As word spread, Special Skater competitions were staged in Carol Stream, Ill. as well as in Wayne. Today, all ISI national individual skater events include a Special Skater category, and some facilities offer additional performance opportunities. The Oxnard Ice Skating Center in Oxnard, Calif., for instance, has an active program which includes performances in the rink's holiday and spring ice shows. The special skaters' 2003 holiday number - Louis Armstrong's "What a Wonderful World" - drew thunderous applause and rave reviews for the rink's community outreach.

In an effort to promote and update the Special Skater curriculum, ISI is reviewing the program and its manual, Feeney reports. "Several individuals have stepped up to bring the Special Skater program up to the standards of our other ISI programs," she says.

Among those individuals is Olympic champion Scott Hamilton, who serves as ISI's Special Skater spokesperson. Hamilton, who also is a board member for Special Olympics International, says he sees a need for more programs for athletes with special needs: "There just didn't seem to be enough going on in skating, and I thought if we could set up a strong program in skating, other sports might follow suit. I like the idea that the skating community could lead by example."
The program's advantages for the special skaters are numerous, but the benefits also extend to their instructors, volunteers, the facilities and even other skaters.

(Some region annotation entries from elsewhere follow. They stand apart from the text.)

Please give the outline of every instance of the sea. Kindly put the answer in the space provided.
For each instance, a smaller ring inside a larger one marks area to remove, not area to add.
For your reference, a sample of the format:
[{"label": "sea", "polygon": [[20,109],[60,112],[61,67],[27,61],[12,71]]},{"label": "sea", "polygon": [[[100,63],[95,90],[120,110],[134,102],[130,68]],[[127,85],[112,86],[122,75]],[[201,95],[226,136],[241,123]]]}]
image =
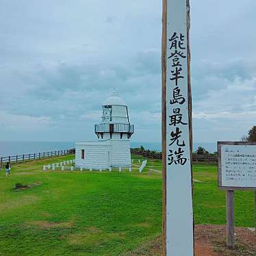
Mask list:
[{"label": "sea", "polygon": [[[142,146],[145,149],[162,151],[161,142],[131,142],[131,147],[136,148]],[[217,143],[215,142],[194,142],[193,151],[199,146],[203,146],[209,153],[217,151]],[[75,142],[15,142],[0,141],[0,157],[22,154],[32,154],[34,153],[55,151],[75,148]]]}]

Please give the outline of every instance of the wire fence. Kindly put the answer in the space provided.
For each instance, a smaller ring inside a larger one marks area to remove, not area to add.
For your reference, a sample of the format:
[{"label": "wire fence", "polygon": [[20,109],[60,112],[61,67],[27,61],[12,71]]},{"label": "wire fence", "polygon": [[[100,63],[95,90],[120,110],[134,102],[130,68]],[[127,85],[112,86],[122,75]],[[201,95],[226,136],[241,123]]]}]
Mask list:
[{"label": "wire fence", "polygon": [[10,164],[20,164],[25,162],[29,162],[33,160],[38,160],[42,159],[51,158],[54,157],[60,157],[62,155],[66,155],[70,154],[75,154],[75,149],[65,149],[59,150],[55,151],[48,151],[48,152],[40,152],[40,153],[34,153],[31,154],[23,154],[23,155],[9,155],[7,157],[1,157],[0,158],[0,168],[9,162]]},{"label": "wire fence", "polygon": [[[142,155],[146,158],[162,159],[162,153],[151,153],[147,151],[140,151],[131,149],[131,153],[136,155]],[[216,155],[198,155],[193,153],[193,163],[204,163],[208,164],[216,164],[218,162]]]}]

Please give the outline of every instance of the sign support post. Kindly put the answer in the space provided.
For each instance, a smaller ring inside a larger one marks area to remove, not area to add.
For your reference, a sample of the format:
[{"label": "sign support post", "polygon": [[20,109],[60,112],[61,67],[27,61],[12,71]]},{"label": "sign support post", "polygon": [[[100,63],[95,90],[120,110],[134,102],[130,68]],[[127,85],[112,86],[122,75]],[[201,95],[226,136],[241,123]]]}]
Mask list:
[{"label": "sign support post", "polygon": [[256,229],[255,152],[256,142],[218,142],[218,183],[227,190],[227,245],[231,248],[235,246],[234,190],[254,190]]},{"label": "sign support post", "polygon": [[189,0],[163,0],[163,255],[194,255]]},{"label": "sign support post", "polygon": [[235,246],[234,191],[227,190],[227,245]]}]

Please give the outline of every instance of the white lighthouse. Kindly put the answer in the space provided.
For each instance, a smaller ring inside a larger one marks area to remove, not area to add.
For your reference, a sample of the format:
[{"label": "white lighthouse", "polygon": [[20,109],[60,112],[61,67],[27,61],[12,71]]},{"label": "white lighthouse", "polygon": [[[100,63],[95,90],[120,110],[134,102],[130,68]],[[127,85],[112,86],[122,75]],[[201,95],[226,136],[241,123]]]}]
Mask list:
[{"label": "white lighthouse", "polygon": [[131,166],[130,138],[133,133],[128,108],[114,90],[103,104],[101,123],[94,125],[98,141],[79,142],[75,164],[89,169]]}]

Special skaters gain confidence and a sense of accomplishment, notes former instructor Sarah Rinehart. "Without a doubt, it gives them the opportunity to be a part of the world. They get to be in the same venue as traditional skaters, and treated with as much dignity. Figure skating is such a hard thing, and this gives them a chance to see how far they can go," she says.
"People with any disability should be given an opportunity to be the best they can be, to experience everything they can," Hamilton adds. "Without opportunity, no one can thrive in any way."
Those with physical challenges often gain strength, coordination and flexibility from ice skating. And while ice skating is a seasonal activity in the Special Olympics, ISI's Special Skater is a year-round program. "If athletes really enjoy a sport, they want to do it more than a limited amount of time," says Mike Paikin, chairman of the Special Skater program.

Teachers who work with special skaters learn patience and develop creative, inventive instruction techniques. If they can teach beginners, they can teach most special skaters, Paikin notes.
"The other athletes at the rink get a lot out of this, too," Rinehart says. They learn acceptance, inclusion and respect as well as the rewards of helping others.

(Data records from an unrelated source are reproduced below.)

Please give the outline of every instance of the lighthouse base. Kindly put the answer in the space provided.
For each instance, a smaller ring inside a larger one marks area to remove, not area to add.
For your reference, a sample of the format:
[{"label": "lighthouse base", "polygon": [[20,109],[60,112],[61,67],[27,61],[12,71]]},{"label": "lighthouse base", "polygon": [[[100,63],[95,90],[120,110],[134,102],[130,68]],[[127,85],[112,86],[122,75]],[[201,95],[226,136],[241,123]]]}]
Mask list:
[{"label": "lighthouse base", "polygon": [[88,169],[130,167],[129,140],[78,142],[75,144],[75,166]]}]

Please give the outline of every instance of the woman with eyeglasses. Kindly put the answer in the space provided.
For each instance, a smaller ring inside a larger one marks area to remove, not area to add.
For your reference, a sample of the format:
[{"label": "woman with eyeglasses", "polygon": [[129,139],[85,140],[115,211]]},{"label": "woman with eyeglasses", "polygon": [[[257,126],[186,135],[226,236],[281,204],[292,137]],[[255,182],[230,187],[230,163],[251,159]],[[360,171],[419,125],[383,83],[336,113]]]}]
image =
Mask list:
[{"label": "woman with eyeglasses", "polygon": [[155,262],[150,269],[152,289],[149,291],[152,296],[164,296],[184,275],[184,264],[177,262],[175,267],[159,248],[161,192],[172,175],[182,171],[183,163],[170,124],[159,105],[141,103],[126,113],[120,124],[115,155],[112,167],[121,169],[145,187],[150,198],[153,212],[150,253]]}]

In fact, all who work with the Special Skater program discover they can make a difference in others' lives, Hamilton points out. "To know that you can touch someone in a positive way is a great gift," he says. "To know that you are capable of bringing joy to someone is worth every moment of time invested. Gifts tend to give and give again."

The special skaters have a way of giving back to those who work with them, through their appreciation, warmth and energy. "Skating school is at the end of our long day each Wednesday. But the special skaters come in and they bring us that second wind," says Michelle Wilkin, skating director at Oxnard Ice Skating Center.

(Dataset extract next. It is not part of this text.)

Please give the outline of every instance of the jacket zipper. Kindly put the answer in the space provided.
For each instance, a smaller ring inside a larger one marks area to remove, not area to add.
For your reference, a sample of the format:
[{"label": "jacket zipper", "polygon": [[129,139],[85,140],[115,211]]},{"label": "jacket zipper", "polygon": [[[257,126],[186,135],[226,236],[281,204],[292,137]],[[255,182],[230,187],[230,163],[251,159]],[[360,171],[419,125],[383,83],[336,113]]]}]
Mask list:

Any ISI member facility that wishes to work with special skaters can do so, simply by using the Special Skater curriculum. "We supply the tools to assist them, and the facilities offer the curriculum. Some donate ice time or coaching," Feeney explains, adding that it's a great opportunity to give back to the community.

"Our dream is for the majority of arenas around the country to offer the Special Skater program, and for instructors to get involved," says Paikin. "We want to offer more people at all levels of learning the chance to get into our sport and be a part of the rink on a day-to-day basis. It's a wonderful thing."